I don’t understand the first half of your post.
People grow up in different countries with different religions. We can’t, for example, expect everyone living in Russia in 1940 to have much exposure to, say, Hinduism. There is usually a “majority” religion where a person grows up and they “assent” to it because it is around them and their parents follow it and they are taught it.
In my first half, I was addressing the issues of reasonable assent. One can only assent to a religion, even one passed down through parents if it is reasonable. At a very young age, it would be reasonable to assent to parents regarding the religion they proclaim as true. Here, the child accepts parental authority (i.e. that parents know what is best and they have done their homework on why they assented in the first place) But once mature, one must find the actual reason to assent to a specific religion(or ask why your parents assented to it).
So while there are countless religions (including those you and I can start tomorrow), none of them can give reasons to consider their view to be reflective of the transcendent or that their founder has any clue regarding the transcendent. Hence they are all arbitrary (albeit logically consistent frameworks) and not worthy of assent.
In this sense, even Atheism is just as bad. Here you have followers who give assent to the claim that “There is no Transcendent/God(s)” when the claim itself is not within the directly verifiable scope of knowledge. Hence it is unreasonable. The Atheist has much chance of knowing about the non-existence of the Transcendent as a believer has of describing the transcendent by his own effort (i.e. without faith). So to give assent to the claim of atheism is as bad giving assent to the description of the transcendent by some arbitrary individual or book.

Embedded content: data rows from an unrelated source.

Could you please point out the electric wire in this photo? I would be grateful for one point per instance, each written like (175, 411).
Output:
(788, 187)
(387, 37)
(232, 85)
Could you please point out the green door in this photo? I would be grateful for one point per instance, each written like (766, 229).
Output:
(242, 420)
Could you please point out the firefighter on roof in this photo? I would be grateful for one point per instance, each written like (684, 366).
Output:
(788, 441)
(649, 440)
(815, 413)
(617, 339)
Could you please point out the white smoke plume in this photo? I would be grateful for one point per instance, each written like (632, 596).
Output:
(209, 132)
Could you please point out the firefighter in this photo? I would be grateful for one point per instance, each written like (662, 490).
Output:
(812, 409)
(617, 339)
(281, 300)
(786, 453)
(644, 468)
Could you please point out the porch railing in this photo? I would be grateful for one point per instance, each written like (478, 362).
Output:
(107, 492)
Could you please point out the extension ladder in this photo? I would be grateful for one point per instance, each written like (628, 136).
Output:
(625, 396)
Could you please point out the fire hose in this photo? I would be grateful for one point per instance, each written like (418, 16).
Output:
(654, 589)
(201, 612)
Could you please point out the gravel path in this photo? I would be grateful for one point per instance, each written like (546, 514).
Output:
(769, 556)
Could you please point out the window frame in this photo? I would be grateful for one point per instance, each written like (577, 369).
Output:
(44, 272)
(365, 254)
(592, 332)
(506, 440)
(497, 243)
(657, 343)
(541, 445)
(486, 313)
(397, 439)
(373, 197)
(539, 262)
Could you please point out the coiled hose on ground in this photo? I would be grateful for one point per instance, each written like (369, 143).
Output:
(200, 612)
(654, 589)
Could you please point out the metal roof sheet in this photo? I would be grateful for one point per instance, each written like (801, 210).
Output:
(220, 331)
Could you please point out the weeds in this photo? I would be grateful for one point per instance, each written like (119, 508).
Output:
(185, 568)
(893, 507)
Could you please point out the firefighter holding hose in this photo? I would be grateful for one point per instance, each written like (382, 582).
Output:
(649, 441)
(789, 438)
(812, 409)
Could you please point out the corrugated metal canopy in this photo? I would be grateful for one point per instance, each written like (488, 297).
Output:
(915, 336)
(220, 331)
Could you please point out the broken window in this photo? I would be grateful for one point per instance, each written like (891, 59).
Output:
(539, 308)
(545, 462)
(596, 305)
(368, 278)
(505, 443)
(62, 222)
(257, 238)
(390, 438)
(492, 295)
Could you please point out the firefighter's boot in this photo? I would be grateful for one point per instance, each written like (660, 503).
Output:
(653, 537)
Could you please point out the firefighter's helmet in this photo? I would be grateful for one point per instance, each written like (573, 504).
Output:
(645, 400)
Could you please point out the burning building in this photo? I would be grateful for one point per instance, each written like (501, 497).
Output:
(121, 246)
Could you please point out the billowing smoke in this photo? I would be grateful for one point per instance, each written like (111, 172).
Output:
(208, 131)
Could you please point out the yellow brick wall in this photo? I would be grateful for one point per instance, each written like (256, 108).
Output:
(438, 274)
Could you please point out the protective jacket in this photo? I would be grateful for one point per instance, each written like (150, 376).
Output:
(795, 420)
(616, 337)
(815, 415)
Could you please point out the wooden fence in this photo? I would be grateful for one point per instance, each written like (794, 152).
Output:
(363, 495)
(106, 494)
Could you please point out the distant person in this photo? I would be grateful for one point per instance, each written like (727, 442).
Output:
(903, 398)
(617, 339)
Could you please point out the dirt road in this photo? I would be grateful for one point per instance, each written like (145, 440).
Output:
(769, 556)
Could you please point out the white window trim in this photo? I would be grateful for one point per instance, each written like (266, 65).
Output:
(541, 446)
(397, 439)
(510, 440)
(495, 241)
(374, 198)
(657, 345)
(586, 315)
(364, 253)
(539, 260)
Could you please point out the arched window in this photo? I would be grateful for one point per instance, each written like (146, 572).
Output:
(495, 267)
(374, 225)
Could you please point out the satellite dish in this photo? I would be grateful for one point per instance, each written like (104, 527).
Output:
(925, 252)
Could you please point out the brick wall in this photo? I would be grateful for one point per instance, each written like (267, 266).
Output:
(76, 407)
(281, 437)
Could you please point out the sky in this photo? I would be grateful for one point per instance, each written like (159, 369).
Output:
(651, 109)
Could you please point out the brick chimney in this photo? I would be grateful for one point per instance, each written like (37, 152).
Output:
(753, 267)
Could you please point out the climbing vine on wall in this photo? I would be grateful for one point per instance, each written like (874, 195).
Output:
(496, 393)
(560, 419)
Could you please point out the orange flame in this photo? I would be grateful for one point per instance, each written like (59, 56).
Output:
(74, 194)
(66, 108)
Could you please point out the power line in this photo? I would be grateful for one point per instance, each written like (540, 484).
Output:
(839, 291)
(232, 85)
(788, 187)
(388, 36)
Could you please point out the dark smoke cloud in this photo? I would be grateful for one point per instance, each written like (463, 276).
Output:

Re the second half…you bring up murder as an example of something that is either right or wrong in religion, but could be changeable in a secular society.

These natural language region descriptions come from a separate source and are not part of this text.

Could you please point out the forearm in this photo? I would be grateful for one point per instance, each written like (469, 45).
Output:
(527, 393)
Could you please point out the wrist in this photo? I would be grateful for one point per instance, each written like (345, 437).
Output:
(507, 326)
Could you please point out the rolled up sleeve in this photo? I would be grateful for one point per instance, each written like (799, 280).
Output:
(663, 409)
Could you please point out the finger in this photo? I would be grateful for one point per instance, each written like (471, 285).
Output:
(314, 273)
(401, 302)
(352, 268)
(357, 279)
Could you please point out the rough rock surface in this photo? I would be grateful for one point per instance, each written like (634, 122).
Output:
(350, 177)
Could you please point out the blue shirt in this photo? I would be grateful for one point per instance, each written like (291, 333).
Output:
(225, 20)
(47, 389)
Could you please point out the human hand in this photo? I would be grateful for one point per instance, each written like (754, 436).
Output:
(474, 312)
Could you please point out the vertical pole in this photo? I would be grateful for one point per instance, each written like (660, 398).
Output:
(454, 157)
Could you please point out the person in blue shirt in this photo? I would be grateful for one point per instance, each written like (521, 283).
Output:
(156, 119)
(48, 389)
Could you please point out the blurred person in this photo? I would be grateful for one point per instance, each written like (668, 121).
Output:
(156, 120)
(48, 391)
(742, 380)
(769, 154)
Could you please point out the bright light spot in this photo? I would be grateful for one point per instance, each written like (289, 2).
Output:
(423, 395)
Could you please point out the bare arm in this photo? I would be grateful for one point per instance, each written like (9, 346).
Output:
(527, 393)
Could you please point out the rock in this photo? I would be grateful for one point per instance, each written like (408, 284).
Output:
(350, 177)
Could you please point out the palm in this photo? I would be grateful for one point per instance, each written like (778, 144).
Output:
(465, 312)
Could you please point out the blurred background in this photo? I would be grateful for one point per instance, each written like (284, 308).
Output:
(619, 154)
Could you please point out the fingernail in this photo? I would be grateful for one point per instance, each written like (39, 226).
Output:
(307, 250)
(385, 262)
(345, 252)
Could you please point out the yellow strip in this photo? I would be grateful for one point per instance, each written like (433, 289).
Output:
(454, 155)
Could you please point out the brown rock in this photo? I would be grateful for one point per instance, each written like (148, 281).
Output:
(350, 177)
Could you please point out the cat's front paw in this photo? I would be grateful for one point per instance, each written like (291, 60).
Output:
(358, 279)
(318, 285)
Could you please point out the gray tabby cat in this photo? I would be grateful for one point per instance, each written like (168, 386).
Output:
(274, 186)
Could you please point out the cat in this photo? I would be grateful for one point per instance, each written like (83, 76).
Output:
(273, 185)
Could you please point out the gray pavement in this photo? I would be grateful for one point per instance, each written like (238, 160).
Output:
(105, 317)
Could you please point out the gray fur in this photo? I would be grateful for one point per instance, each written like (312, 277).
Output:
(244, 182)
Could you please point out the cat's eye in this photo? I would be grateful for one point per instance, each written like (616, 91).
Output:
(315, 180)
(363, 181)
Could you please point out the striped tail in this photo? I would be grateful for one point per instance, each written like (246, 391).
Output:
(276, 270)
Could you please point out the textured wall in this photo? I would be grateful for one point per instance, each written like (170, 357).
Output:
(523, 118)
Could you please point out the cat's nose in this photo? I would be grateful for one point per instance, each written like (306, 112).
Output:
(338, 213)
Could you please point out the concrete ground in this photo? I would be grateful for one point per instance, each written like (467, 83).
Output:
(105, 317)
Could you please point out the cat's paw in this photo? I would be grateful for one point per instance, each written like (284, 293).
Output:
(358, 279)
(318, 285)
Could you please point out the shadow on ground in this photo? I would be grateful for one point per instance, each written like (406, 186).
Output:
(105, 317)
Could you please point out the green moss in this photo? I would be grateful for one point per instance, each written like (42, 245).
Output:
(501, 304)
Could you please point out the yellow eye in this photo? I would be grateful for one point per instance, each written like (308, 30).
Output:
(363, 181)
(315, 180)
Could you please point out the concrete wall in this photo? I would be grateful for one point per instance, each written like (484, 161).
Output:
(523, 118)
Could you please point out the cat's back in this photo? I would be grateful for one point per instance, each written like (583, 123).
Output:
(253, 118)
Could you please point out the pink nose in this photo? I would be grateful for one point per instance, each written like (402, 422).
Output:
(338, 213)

But murder is a good example of moral relativism in religion.
There are many parts of the bible that condone and encourage killing and genocide…and at the same time, it urges: “thou shalt not kill”.
In some religious teachings, birth control/abortion is a sin…but you must be willing to murder your child if God commands it.
So, using your example of murder…its level of morality is indeed very, very changeable in the bible "depending on the times and needs, " as you say.
And the bible is not secular.
I am not sure what you are arguing against here. Murder is acting contrary to God’s will to end another’s life. If it is the will of God that a whole race be abolished from the earth, and he would like some persons to carry it out, it would be moral for them to do so.
So the issue here is since God’s will / Morality is a transcendent quantity even if it did exist, we cannot say for sure what is moral or immoral. We can perhaps draw consensus on things like murder ( here i mean **needless **killing of innocents ) but that does not give us reason to think that our consensus reflects the transcendent reality or if it even exists.
A word should probably be mentioned here about murder in the above use of the term. You might think at first that there is actually no consensus with respect to murder since there are so many cultures that practiced child/adult human sacrifice, cannibalism etc. But this would be to miss the point. All human civilizations accept that killing needlessly is wrong. Even those who killed their children as sacrifice only did so because they felt it necessary for their God’s.
Even in the case of pro-abortion individuals today, they argue on the basis that the fetus is not human. Or they (probably very few) would argue that the fact that the human is located in the womb inside the mother, give the mother the right to end the human life.
But in all cases, there is giving of reason for ending of life. No one accepts that it is ok to randomly kill for no rhyme or reason another human being. There is a consensus on that.
That being said, as I said before, this is just consensus based on intuition. Unless someone can be given reason to believe that this consensus based on intuition means anything, its purely useless in terms of knowing what actual morality is.
My argument is that most religions fail on this aspect. They cannot give any reasons to give assent to their holy text or founder by giving reasons to think them/it authoritative regarding the transcendent. Hence, no religion other than Judaism or Christianity (specifically Catholicism (in communion with Rome) and to some degree other Christian faiths) is reasonable to assent to.